One, Biden proclaims al-Qaeda is 'gone' in Afghanistan, in direct contradiction with the Pentagon's assessment

'What interest do we have in Afghanistan with al-Qaeda gone?' Biden rhetorically asked the White House press corps.

That assertion stands in direct contradiction to a report from the Defense Department Inspector general on Operation Freedom's Sentinel, covering April 1, 2021 to June 30, 2021.

“The Taliban continued to maintain its relationship with al-Qaeda, providing safe haven for the terrorist group in Afghanistan,” the report read.

Two, Biden said he had seen “no indication” Americans had a tough time getting to the airport, but American journalists on the ground said otherwise.   

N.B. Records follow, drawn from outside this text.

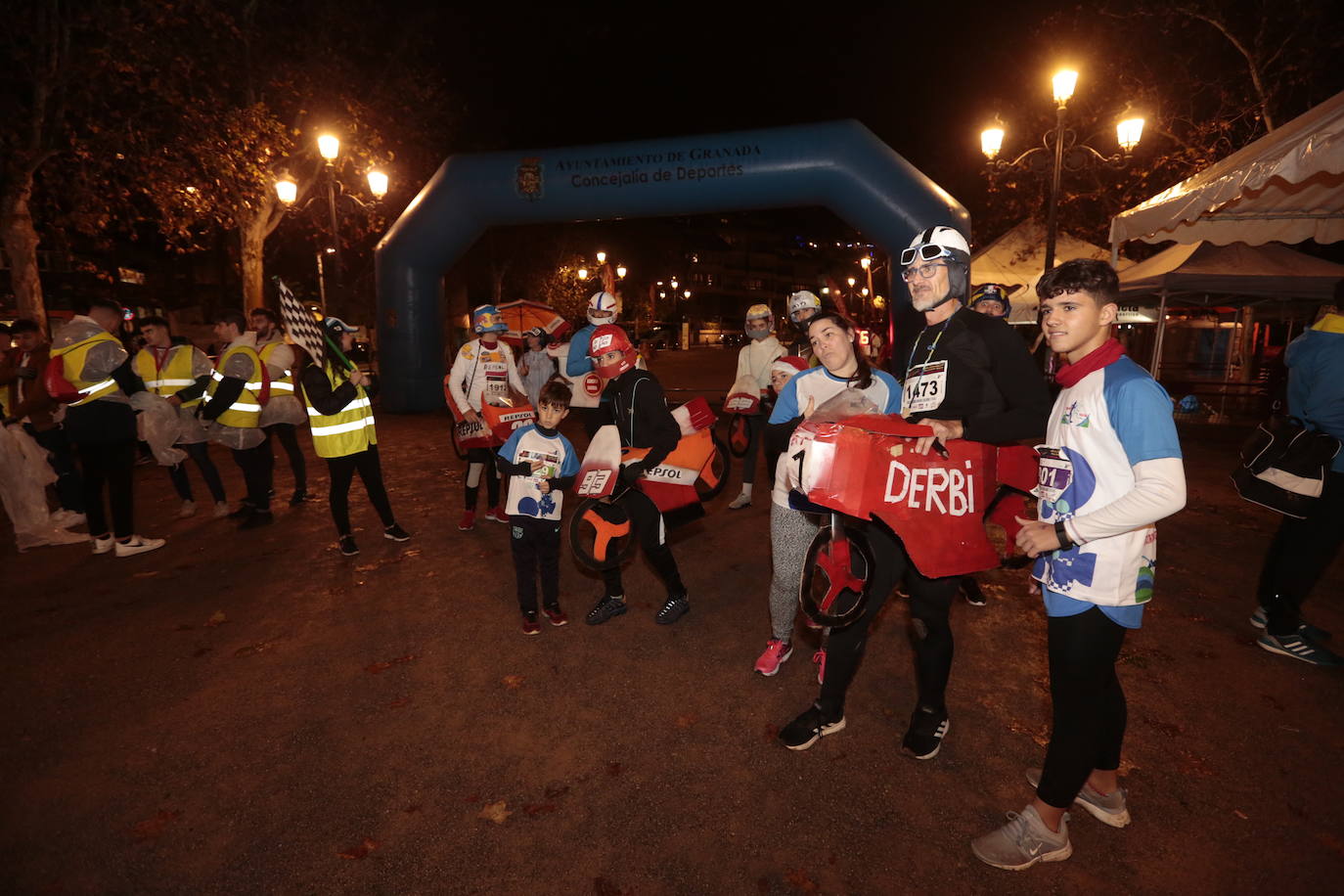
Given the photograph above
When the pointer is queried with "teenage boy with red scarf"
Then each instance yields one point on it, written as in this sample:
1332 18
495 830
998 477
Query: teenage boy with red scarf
1109 471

“We have no indication that [Americans] have not been able to get, in Kabul, through the airport. We have made an agreement with the Taliban. Thus far, they have allowed them to go through,” Biden told reporters.

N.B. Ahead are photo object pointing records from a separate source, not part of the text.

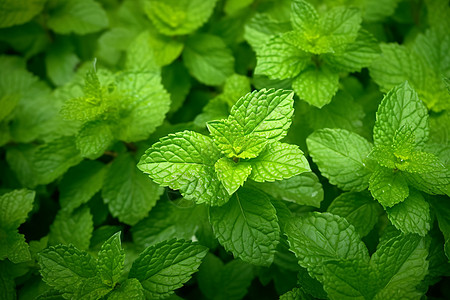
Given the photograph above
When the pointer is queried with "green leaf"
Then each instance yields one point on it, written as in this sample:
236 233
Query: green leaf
338 240
402 265
130 288
341 157
229 137
66 268
303 189
179 17
388 186
219 281
72 228
411 215
94 139
166 266
247 226
232 174
401 107
208 59
77 16
128 193
317 86
145 108
278 59
264 113
80 184
278 161
303 16
359 209
185 161
53 159
110 260
15 12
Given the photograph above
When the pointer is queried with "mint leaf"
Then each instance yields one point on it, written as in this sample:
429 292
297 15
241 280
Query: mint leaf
94 139
339 240
179 17
72 228
78 16
130 288
128 192
224 281
316 85
264 113
232 174
66 268
278 59
110 260
388 186
14 209
341 157
401 107
412 215
166 266
359 209
247 226
278 161
208 58
80 184
303 189
185 161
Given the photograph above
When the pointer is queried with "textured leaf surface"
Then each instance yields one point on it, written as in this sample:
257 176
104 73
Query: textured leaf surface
110 260
316 86
278 161
128 193
401 107
231 174
320 237
247 226
341 157
166 266
359 209
412 215
179 17
185 161
388 186
265 113
208 59
78 16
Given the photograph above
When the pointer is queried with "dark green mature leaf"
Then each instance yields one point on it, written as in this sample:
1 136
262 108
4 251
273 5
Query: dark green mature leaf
166 266
247 226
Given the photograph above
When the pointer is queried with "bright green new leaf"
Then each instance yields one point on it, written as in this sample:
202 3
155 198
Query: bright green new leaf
110 260
278 161
412 215
401 107
179 17
247 226
359 209
388 186
338 240
232 174
341 156
265 113
185 161
166 266
128 193
77 16
316 85
278 59
72 228
208 59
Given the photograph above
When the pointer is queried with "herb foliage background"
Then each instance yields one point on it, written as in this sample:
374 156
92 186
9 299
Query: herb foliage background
223 149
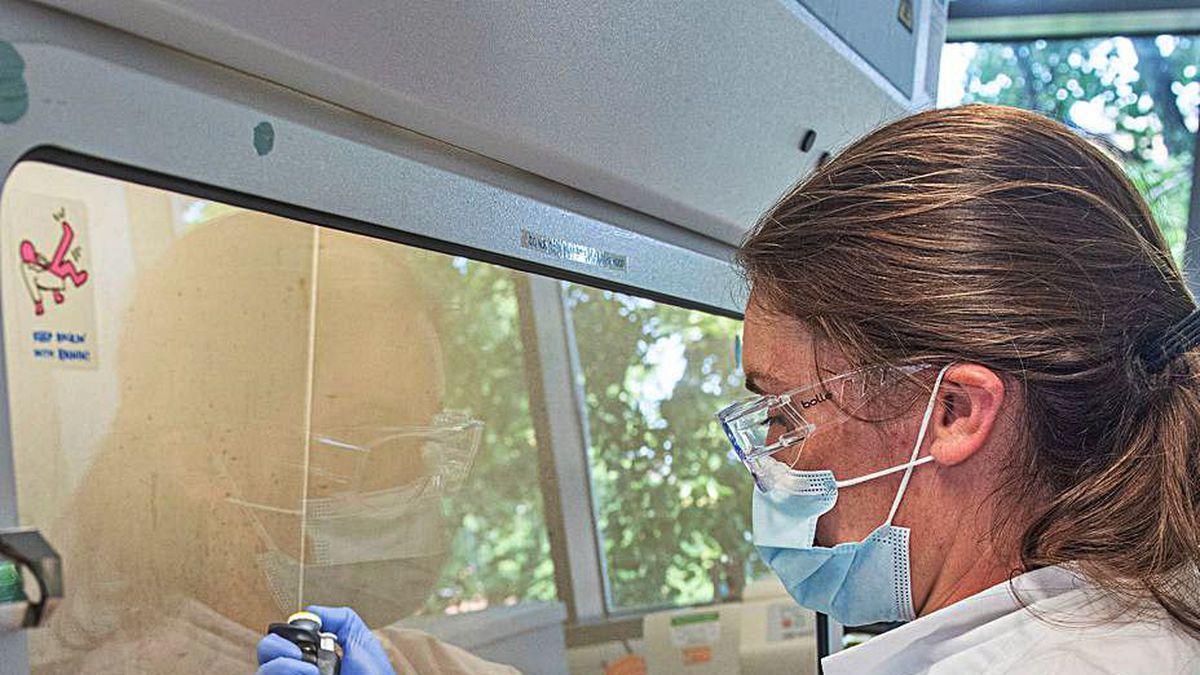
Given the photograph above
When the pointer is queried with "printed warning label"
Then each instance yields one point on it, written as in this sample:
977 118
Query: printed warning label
49 280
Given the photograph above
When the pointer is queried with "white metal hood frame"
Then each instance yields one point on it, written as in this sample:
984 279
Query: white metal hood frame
690 112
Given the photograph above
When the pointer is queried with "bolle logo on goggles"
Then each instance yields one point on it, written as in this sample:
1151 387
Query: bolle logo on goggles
823 396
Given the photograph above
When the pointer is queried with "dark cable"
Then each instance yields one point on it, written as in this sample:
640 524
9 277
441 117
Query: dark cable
1177 340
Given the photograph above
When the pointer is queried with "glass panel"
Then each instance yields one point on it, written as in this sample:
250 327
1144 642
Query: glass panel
1140 96
221 414
673 508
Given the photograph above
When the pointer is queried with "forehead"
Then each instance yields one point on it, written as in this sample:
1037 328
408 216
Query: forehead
778 351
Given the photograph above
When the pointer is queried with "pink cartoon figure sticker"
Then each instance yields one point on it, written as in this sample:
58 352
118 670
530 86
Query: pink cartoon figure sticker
51 275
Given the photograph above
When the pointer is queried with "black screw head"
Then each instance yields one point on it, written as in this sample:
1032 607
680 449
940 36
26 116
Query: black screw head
807 142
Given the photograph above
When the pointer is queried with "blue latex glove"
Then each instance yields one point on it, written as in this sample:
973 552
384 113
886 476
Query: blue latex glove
363 653
277 656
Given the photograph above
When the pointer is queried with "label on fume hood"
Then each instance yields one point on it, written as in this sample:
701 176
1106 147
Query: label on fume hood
47 262
571 251
690 629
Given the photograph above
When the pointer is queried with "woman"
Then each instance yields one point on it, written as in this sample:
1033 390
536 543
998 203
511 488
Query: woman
1042 509
979 410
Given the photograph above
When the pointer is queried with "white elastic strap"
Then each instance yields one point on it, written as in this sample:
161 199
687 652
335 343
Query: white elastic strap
921 438
883 472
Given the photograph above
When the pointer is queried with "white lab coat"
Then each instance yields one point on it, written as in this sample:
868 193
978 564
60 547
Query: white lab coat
1080 631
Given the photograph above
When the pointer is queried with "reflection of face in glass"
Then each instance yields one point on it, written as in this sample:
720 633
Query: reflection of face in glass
377 547
250 350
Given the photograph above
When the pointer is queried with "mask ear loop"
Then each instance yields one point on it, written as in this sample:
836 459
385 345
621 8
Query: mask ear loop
921 440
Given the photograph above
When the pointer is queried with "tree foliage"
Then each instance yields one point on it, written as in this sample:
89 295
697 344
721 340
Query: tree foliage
1137 96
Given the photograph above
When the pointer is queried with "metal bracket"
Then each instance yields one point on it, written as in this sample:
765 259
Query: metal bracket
27 550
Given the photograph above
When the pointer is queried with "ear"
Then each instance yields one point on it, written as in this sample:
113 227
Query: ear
965 412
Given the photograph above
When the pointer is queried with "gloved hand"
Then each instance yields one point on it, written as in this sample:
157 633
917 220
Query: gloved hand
277 656
363 652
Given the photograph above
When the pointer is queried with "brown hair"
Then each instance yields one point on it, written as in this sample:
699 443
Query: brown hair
995 236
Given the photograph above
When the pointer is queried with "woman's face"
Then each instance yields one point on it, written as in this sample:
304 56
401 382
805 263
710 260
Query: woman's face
780 354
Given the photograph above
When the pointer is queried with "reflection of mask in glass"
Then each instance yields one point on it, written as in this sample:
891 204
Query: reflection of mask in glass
381 550
381 591
447 448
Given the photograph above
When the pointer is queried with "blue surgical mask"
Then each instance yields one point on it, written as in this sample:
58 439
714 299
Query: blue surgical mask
856 583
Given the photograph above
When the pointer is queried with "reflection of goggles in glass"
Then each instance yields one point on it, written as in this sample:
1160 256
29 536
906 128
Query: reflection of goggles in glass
447 451
760 426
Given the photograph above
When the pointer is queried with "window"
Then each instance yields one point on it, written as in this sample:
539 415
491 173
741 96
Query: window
673 509
1138 95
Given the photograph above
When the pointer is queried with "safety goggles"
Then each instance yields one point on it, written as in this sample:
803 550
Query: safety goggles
760 426
447 448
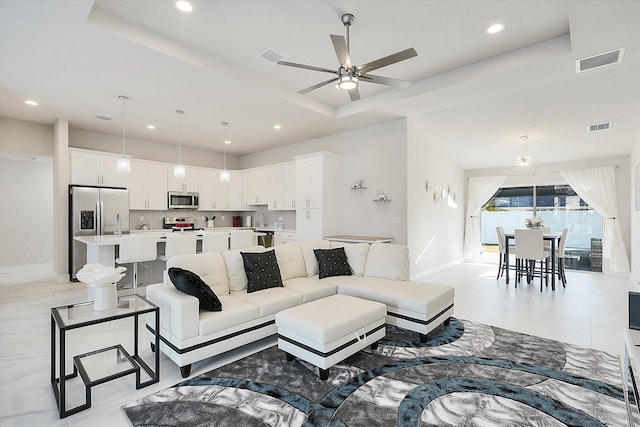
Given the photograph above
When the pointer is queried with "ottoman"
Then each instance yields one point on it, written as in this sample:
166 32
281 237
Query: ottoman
327 331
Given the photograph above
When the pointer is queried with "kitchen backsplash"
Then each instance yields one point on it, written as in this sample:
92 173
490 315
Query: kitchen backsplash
155 218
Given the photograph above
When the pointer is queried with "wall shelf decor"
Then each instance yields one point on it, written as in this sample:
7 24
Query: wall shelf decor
358 185
381 197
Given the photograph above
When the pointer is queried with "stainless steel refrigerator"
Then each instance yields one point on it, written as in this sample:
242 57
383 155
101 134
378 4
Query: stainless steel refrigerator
94 211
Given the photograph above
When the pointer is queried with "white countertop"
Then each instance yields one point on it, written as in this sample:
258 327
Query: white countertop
113 240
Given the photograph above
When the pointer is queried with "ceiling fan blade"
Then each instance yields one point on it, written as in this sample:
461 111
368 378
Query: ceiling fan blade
387 60
306 67
370 78
319 85
354 94
340 46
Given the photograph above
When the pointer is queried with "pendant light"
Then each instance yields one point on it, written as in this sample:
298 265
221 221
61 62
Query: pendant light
224 174
178 170
123 164
524 160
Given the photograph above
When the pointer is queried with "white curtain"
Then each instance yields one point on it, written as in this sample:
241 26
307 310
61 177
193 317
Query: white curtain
597 187
480 190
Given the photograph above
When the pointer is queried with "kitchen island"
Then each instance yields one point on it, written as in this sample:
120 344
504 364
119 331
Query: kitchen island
102 249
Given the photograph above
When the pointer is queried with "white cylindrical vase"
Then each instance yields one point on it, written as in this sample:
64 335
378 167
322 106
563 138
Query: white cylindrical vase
106 297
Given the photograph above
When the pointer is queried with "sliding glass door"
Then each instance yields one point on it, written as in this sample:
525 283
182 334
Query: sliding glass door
559 207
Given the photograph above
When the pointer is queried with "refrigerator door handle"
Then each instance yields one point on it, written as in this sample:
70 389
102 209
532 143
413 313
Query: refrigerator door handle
99 219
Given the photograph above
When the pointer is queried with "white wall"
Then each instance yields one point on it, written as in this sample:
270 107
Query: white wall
376 154
635 213
147 150
547 174
436 230
26 212
26 199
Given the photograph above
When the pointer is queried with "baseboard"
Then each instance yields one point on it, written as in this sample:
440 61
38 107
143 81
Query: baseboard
424 274
27 273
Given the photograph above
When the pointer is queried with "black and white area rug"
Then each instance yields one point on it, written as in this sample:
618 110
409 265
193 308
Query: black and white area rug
467 374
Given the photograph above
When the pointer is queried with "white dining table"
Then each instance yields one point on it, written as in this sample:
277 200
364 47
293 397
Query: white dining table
102 249
550 237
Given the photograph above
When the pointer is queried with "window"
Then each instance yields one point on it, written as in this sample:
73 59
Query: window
559 207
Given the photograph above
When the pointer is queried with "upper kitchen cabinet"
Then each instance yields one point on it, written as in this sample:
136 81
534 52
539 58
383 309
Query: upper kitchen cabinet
188 183
257 187
147 184
213 193
316 179
275 181
288 186
93 168
235 199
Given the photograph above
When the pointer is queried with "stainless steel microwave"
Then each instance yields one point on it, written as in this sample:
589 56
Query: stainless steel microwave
183 200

“To the best of our knowledge, the Taliban checkpoints, they are letting through people showing American passports,” Biden said.

Days ago, the US State Department told Americans to get to the Kabul airport on their own to be evacuated. “THE UNITED STATES GOVERNMENT CANNOT ENSURE SAFE PASSAGE TO THE HAMID KARZAI INTERNATIONAL AIRPORT,” they wrote in a memo.

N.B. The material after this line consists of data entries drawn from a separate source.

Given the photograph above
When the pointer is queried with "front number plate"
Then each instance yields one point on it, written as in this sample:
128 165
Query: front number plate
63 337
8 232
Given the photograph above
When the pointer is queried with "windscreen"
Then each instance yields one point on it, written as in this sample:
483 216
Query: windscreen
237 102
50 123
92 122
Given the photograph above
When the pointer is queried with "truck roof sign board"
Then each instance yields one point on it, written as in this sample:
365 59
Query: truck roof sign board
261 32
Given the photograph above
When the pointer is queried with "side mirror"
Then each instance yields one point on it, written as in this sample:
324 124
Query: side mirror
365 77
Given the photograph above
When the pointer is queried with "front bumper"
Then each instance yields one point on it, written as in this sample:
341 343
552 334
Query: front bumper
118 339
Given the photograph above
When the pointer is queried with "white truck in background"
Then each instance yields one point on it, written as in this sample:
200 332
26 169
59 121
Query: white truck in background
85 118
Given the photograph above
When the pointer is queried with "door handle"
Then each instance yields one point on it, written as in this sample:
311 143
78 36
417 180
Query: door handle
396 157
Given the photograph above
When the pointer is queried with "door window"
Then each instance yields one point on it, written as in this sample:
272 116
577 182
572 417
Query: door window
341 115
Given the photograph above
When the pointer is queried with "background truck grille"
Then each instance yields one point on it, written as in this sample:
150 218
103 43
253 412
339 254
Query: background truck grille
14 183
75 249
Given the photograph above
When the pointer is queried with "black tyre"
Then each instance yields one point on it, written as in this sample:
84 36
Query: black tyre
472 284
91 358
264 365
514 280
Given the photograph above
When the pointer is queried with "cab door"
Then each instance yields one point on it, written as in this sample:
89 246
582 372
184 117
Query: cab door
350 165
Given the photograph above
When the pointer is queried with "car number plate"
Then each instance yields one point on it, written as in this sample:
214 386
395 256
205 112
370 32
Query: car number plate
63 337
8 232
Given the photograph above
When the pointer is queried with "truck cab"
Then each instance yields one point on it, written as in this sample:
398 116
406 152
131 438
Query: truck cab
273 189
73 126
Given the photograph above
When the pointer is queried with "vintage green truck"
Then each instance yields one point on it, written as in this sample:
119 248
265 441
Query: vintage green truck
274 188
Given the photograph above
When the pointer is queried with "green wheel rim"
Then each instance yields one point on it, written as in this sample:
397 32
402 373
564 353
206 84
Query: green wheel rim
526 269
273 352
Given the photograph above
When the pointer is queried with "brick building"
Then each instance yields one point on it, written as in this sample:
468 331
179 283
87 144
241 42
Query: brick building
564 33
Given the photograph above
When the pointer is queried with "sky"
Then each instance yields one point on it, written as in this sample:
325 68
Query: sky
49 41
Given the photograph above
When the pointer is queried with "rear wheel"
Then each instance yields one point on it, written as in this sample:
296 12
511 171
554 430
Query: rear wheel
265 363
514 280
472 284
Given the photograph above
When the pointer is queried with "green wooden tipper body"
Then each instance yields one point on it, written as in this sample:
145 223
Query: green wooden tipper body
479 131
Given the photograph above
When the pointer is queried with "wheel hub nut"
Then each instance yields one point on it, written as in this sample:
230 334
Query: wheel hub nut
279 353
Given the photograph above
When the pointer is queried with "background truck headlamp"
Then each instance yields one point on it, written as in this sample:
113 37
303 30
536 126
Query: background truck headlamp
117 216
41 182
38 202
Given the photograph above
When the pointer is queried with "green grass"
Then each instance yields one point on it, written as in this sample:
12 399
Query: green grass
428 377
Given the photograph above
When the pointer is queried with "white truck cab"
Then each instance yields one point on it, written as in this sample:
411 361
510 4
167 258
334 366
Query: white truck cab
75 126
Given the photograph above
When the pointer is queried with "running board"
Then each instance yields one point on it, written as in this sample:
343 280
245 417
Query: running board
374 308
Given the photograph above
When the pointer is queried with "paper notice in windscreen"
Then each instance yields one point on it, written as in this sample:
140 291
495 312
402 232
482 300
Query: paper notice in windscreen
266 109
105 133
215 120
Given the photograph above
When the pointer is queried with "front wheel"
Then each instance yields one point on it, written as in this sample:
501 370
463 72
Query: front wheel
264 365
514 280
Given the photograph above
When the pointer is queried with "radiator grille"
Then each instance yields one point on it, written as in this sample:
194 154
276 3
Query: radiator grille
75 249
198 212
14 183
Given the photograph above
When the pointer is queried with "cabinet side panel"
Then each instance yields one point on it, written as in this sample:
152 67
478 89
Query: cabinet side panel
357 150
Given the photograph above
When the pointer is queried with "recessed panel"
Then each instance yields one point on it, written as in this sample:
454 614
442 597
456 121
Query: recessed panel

State Department spokesman Ned Price in a subsequent news conference conceded that Americans were having a difficult time getting to the airport.

“It remains to be the case that many Afghans and many American citizens have not been able to get through,” a reporter noted. “I don't think anyone is denying the reports,” Price said. 

Thirdly, as Biden turned to leave the briefing, a reporter yelled out, “Why do you continue to trust the Taliban, Mr. President?”

“This is about America leading the world, and all our allies have agreed to that. And by the way, before I made this decision, I was at the G7, as well as met with our NATO partners, and I told them all, every one of them knew and agreed with the decision I made, to jointly end our involvement in Afghanistan. The first part of your question was — I can't remember now,” the president told another reporter. 

“Would you make the same commitment to bring out Afghans who assisted in the war effort?” another question came. 

“Yes, yes, we're making the same commitment,' the president said, adding that evacuating special immigrant visa recipients was 'equally important, almost,' as evacuating American citizens,” Biden replied.